So who are we dealing with here?
I call them the Lieutenant Columbo’s. The folks who, when they get exactly what they asked for, always find “just one more thing” to stick onto the request.
The cheeky little addition with a wink emoji on the email.
Room for a little one? ROFL. LOL. Cheers mate.
Just a “quick easy one that won’t take you too long” as they completely revise the whole thing you and the team have spent a week working on and they had never mentioned at any stage of the requirements gathering process.
AAAAAAGGGGGGHHHHHHH!!!!!!!!
As a species we always want more.
We’re hardwired to it and just as entrenched in the general corporate drone’s DNA is the complete inability to cover off every eventuality for what they actually need at the point when they are supposed to ask for it.
Can I learn how to put a stop to scope creep?
I’ve read countless articles from freelancing and consulting experts who set out specific ways to gather requirements, set milestones and project plan using Agile or Lean methodologies.
Anything to ensure scope creep doesn’t derail the profitability of an assignment or a project.
In my own experience, building a robust work request and requirements gathering process is one of the main tasks for an analytics manager if they want to reduce scope creep.
Discovery is everything.
Making sure it works equally well for both the business stakeholders and the analytics team is the difficult part.
Wearing many hats
Leading that process will see you become, interchangeably, at a moment’s notice:
- The font of all business knowledge (even for the requestor’s own business area)
- Their therapist (like Dr. Frasier Crane, you’ll be listening and spill their guts they shall)
- Their priest (see the therapist but now you offer absolution and penance, lots and lots of penance)
- Their prophet (seeing into the short, medium and long term future for any possible changes that can derail your whole plan).
It’s not a job for the faint of heart but by doing it properly you’ll deliver one of the main gifts you can bestow on your analyst team:
The gift of effective air support against unnecessary internal attack PLUS a well specced out, signed off set of requirements to work to.

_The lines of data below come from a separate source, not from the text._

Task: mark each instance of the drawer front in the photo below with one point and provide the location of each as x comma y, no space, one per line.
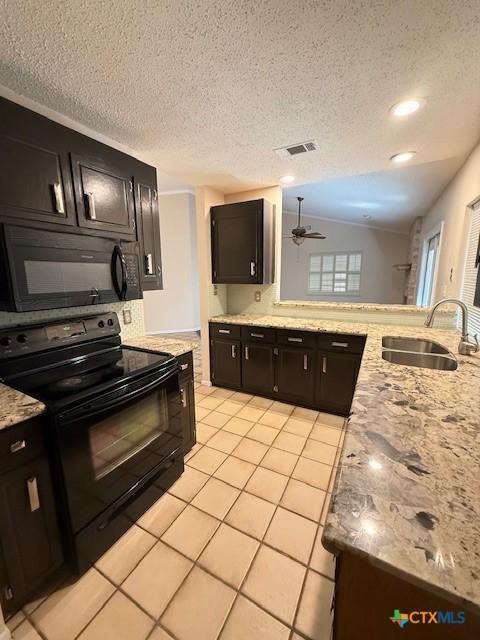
342,342
225,331
185,362
258,334
293,338
21,442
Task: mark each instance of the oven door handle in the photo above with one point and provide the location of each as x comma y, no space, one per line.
100,406
118,257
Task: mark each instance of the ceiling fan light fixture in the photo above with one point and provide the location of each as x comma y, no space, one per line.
298,240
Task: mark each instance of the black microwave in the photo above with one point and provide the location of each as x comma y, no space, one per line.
49,270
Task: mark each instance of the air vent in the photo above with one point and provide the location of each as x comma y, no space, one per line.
297,149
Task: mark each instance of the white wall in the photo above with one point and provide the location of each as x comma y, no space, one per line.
176,307
381,249
452,208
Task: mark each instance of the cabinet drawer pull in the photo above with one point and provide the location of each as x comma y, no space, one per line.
33,496
17,446
149,264
58,196
92,214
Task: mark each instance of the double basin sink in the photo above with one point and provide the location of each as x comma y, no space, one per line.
418,352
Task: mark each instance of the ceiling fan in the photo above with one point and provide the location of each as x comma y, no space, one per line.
299,233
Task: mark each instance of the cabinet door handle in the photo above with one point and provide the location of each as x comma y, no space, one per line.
17,446
33,496
149,264
58,196
92,214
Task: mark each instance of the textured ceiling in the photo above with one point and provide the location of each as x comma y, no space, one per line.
207,89
392,198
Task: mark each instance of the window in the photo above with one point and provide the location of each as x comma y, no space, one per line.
471,272
335,273
429,267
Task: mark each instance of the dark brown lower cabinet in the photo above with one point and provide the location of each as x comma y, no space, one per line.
366,597
337,375
28,532
188,401
225,363
258,368
287,365
296,374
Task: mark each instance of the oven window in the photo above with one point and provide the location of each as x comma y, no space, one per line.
122,435
45,276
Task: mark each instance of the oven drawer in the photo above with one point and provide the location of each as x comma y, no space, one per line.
296,338
21,442
258,334
345,342
225,331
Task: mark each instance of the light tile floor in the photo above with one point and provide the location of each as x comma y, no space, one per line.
233,551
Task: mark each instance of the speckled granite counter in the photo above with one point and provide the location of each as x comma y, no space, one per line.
15,407
407,494
175,346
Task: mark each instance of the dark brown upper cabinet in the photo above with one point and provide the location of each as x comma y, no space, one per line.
148,226
35,181
104,195
242,243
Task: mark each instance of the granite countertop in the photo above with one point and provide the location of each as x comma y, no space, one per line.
16,407
175,346
407,492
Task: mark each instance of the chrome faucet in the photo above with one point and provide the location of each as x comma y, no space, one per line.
467,344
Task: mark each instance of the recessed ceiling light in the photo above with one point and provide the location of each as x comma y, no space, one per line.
407,107
405,156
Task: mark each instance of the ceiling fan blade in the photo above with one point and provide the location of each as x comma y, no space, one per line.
314,235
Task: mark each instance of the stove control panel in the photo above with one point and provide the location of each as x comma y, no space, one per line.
24,339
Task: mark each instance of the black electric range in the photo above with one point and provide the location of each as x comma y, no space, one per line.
114,423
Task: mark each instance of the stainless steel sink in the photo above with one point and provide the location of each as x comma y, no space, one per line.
413,344
418,359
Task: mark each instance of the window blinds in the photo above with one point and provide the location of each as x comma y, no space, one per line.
470,273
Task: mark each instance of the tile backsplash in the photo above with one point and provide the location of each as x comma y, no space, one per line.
131,330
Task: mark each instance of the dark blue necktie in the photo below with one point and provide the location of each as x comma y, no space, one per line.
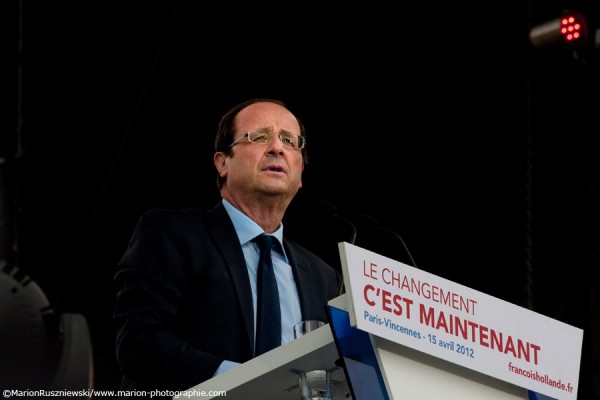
268,314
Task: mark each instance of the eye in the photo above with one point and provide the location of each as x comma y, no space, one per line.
288,141
261,137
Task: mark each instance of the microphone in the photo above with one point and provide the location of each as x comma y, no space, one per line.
323,208
375,237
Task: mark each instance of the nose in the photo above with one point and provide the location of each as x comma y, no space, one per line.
276,145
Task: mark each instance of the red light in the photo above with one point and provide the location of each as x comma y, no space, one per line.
572,28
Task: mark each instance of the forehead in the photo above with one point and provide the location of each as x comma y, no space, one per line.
267,115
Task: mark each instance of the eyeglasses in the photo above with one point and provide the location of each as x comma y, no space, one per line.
286,139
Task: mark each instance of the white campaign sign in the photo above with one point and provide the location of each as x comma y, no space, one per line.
417,309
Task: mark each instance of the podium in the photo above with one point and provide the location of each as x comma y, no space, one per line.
272,375
400,333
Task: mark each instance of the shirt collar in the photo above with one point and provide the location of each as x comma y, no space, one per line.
247,229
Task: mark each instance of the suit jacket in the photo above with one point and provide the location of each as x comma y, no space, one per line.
184,303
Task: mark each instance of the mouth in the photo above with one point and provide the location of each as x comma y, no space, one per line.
275,168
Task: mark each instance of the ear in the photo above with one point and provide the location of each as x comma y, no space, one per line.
219,160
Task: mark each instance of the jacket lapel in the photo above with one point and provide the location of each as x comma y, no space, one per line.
221,228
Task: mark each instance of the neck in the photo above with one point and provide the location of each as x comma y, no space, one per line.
267,213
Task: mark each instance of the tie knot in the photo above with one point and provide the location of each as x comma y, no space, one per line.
265,242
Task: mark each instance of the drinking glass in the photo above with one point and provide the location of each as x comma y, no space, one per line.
315,384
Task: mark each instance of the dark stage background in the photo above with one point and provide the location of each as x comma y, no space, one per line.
441,122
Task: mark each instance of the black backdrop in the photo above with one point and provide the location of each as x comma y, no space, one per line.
444,125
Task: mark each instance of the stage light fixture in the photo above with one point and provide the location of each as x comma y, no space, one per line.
570,28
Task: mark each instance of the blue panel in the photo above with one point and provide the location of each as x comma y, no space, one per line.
358,359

If you half ass it at this point it will keep biting your own ass and that of your team potentially for weeks or months ahead.
Pay it forward to yourself. Future You thanks you kindly.

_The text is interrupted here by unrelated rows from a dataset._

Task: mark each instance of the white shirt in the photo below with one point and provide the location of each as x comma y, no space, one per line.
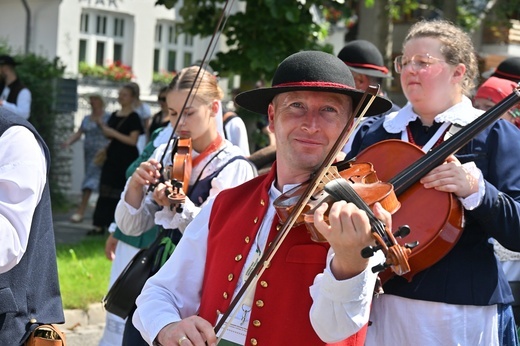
23,102
133,221
339,310
23,174
236,133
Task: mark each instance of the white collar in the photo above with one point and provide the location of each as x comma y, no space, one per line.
461,114
163,136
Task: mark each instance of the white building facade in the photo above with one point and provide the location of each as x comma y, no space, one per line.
135,33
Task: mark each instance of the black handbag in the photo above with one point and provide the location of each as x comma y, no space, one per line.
120,299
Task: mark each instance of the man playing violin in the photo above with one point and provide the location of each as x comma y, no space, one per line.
309,104
216,164
463,298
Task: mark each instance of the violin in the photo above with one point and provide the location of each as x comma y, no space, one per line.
358,184
403,164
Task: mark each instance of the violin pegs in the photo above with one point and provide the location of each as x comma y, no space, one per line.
369,251
411,245
402,231
380,267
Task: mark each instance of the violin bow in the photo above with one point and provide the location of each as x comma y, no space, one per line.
316,178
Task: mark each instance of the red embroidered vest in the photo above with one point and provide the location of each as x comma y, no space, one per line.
281,305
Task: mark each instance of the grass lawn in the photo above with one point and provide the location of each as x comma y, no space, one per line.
83,271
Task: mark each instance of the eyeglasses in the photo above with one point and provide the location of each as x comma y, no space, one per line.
417,62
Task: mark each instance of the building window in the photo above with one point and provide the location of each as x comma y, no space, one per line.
177,33
158,33
101,25
118,52
172,60
104,37
188,57
188,40
100,53
171,34
119,27
82,50
156,56
83,24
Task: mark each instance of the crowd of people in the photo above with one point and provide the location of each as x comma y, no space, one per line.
244,271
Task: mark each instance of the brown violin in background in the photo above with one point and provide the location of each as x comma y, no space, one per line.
436,218
179,172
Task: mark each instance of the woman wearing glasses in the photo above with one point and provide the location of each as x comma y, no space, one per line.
162,117
464,298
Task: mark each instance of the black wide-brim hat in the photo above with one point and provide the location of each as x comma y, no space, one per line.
309,71
364,57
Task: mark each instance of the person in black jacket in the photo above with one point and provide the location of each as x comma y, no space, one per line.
14,96
29,287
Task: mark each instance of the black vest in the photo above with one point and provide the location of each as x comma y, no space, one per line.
30,290
14,89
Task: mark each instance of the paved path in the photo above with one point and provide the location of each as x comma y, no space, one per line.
82,328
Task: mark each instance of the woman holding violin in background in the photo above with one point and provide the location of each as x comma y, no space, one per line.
216,164
463,298
309,104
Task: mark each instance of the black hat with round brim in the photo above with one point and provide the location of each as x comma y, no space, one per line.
364,57
309,71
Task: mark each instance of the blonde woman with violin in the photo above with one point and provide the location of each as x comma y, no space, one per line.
309,104
216,165
463,298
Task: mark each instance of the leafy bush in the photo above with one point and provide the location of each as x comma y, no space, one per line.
117,72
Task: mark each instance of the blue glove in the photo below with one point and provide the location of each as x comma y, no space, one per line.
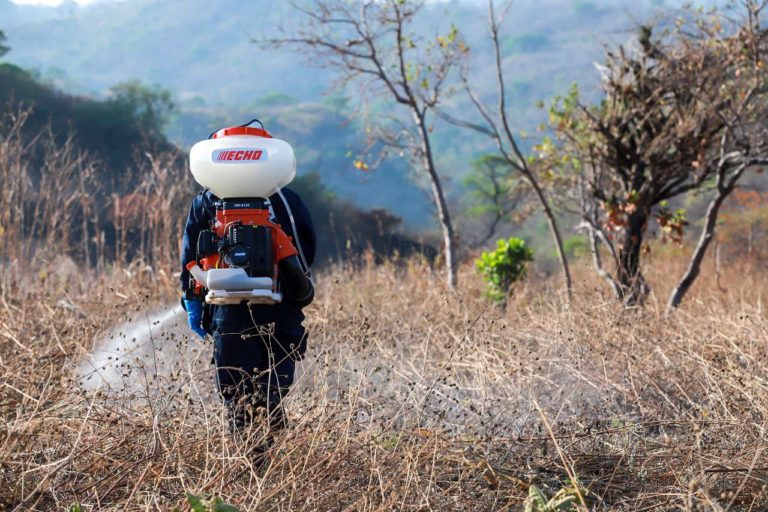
195,316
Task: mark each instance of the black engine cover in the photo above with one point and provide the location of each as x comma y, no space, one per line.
250,247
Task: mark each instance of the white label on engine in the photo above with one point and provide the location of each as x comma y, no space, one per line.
239,155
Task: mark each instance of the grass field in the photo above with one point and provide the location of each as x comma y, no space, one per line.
411,398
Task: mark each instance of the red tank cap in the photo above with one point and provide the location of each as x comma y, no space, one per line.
242,130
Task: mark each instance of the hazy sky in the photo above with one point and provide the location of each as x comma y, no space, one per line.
49,2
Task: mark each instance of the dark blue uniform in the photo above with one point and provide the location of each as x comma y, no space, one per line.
255,347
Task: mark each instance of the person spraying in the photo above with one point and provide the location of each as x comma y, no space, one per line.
247,248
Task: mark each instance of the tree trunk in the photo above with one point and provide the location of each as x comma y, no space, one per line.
632,285
444,216
555,231
694,267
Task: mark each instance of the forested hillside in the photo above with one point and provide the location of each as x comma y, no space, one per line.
217,75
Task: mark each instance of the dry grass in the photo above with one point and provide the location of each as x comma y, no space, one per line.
411,398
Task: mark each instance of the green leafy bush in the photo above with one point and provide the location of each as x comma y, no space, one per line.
565,499
504,266
215,504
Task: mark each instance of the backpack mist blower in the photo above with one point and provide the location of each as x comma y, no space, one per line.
246,256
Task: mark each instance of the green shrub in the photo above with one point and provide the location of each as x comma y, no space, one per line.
214,504
504,266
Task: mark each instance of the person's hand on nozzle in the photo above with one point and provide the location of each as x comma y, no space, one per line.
195,316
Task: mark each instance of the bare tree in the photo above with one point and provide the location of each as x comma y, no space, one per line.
495,194
370,45
681,113
498,126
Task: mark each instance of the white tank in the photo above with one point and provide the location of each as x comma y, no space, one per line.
242,162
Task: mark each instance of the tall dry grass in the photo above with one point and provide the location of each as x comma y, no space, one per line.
411,398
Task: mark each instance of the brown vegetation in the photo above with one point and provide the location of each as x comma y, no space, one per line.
411,398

What Do You Do If The Inevitable Creep Happens Though?
I quoted Rob Collie and Avichal Singh in Frustration #1 and am considering getting their line tattooed across my front, Tupac-style, just so it’s always close at hand:
“Human beings do not know what they need until they have seen what they asked for”.
No exaggerating but that is the quote I’ve been waiting for my whole working life when it comes to dealing with business users in a service capacity.
The hardest part is overcoming your natural hatred of their guts for derailing your whole perfectly planned process and having to go back a few steps before you can go forward.
How do we deal with it though if it’s pretty much inevitable?
Best I can say is to prepare yourself for a Phase 2 to every request and view it as a necessary iterative step to getting your customer to the place they really need to go.
We all want a successful outcome, sometimes it just takes a little longer to work our meandering way there than we might want.
This applies doubly if you’re in a team which is under the cosh constantly in terms of fending off an inordinate amount of MI requests.
Sometimes we can be victims of our own success but it’s no reason to half-ass a job just to get it cleared off the stack early.
One step at a time
If you view the first initial customer-led request as the first draft and the analyst-led discovery stage as the second, there is no reason not to take a third pass once the analysis has been completed and see what we have learned and can further dig into.
Write it up as a new request by all means to bump your numbers if it makes you feel better but don’t shy away from it – provided you did your job correctly in the requirements gathering phase.
If you didn’t, you really have no-one to blame but yourself.